This is the unicef report on Child survival 2008:
WHERE WE STAND: CHILD SURVIVAL TODAY
The State of the World’s Children 2008 provides a wide-ranging assessment of the current state of child survival and primary health care for mothers, newborns and children. These issues lie at the heart of human progress, serving as sensitive barometers of a country’s development and well-being and telling evidence of its priorities and values. Investing in the health of children and their mothers is not only a human rights imperative, it is also a sound economic decision and one of the surest ways for a country to set its course towards a better future.

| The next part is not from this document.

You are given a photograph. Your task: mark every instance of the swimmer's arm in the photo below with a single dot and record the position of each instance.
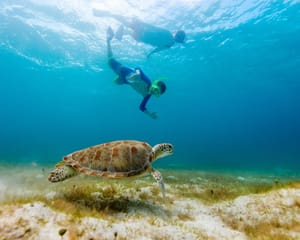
(145, 110)
(158, 49)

The remarkable advances in reducing child deaths that many developing countries have achieved in recent decades provide reason for optimism. Since 1960, the earliest year for which the number of child deaths per year is currently available, the annual number of child deaths around the world has been halved. And yet, much remains to be done, because every day, on average, more than 26,000 children under the age of five die around the world, mostly from preventable causes. Nearly all of them live in the developing world or, more precisely, in 60 ’priority’ developing countries and territories.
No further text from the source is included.